Il 2 luglio una colonna austriaca, scesa dallo Stelvio, ha occupato Bormio. La sconfitta di Vezza d’Oglio ha reso precaria la situazione del colonnello Enrico Guicciardi, almeno in teoria agli ordini di Garibaldi, che in Valtellina guida un esercito non regolarmente militarizzato composto da due battaglioni, il 45°, composto da valtellinesi, e il 44°, che raccoglie uomini di Breno e di Clusone: insieme formano la 1a Legione di Guardia nazionale mobile, a cui si aggiungono un plotone di 23 carabinieri reali, guardie doganali e forestali, altri volontari. In tutto circa 1.200 combattenti. Dopo Vezza d’Oglio la Legione retrocede a Tirano e si prepara a una guerra difensiva. Non ce n’è bisogno. Il 3 luglio i prussiani travolgono a Sadowa l’esercito di Francesco Giuseppe. «Le tracce di guerre antiche e più recenti sono spesso meta di escursionisti appassionati di storia. Si punta a valorizzarle sempre più», dicono agli uffici turistici dell’Alta Valtellina.

Gli austriaci sospendono le ostilità sul fronte italiano, ma tengono ancora i passi. Dallo Stelvio piombano spesso su Bormio per scorrerie e violenze. Il clima si fa sempre più intollerabile. S’inserisce qui l’episodio più audace e romantico di quella strana guerra in terra valtellinese. Il protagonista è Pietro Pedranzini, un bormiese quarantenne, luogotenente della Guardia Nazionale. Attorno alla mezzanotte dell’11 luglio, al comando di una squadra di 40 uomini, scala la Cima Reit (oggi Passo Pedranzini, con una lapide a ricordo del fatto), discende dai Ghiaioni di Glandadura verso la strada dello Stelvio.

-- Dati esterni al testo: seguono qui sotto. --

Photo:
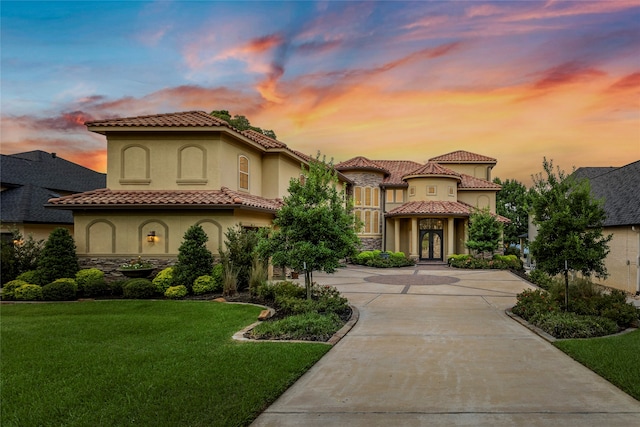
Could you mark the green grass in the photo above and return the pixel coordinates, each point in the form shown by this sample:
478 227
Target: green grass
615 358
147 363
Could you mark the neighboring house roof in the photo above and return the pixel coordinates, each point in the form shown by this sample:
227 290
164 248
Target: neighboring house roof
620 189
32 178
164 199
462 156
436 208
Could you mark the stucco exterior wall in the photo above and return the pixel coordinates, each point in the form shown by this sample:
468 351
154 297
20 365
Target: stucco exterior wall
445 189
116 234
479 199
622 261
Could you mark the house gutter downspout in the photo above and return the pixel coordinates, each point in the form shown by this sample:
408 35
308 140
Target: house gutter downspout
637 230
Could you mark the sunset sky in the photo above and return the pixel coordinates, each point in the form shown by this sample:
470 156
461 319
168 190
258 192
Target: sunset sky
393 80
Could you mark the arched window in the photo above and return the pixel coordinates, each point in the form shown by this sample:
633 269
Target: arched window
243 173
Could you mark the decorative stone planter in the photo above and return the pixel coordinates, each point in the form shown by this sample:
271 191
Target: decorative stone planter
136 273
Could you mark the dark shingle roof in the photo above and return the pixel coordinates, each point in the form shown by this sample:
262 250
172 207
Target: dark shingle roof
33 177
620 189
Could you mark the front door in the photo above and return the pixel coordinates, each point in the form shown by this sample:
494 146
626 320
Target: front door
431 245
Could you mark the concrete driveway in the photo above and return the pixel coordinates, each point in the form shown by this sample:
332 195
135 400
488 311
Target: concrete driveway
434 347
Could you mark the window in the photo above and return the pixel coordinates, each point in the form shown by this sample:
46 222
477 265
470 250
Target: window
243 172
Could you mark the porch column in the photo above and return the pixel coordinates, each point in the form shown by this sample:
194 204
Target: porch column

Alla I Cantoniera Pedranzini e i suoi fanno il diavolo a quattro: sparano, rotolano massi che sollevano un gran polverone, suonano il corno. L’inganno ha successo. I 65 soldati austriaci del presidio, al comando di un tenente, credono di essere circondati e si arrendono. Perdanzini li incolonna e li porta a Bormio.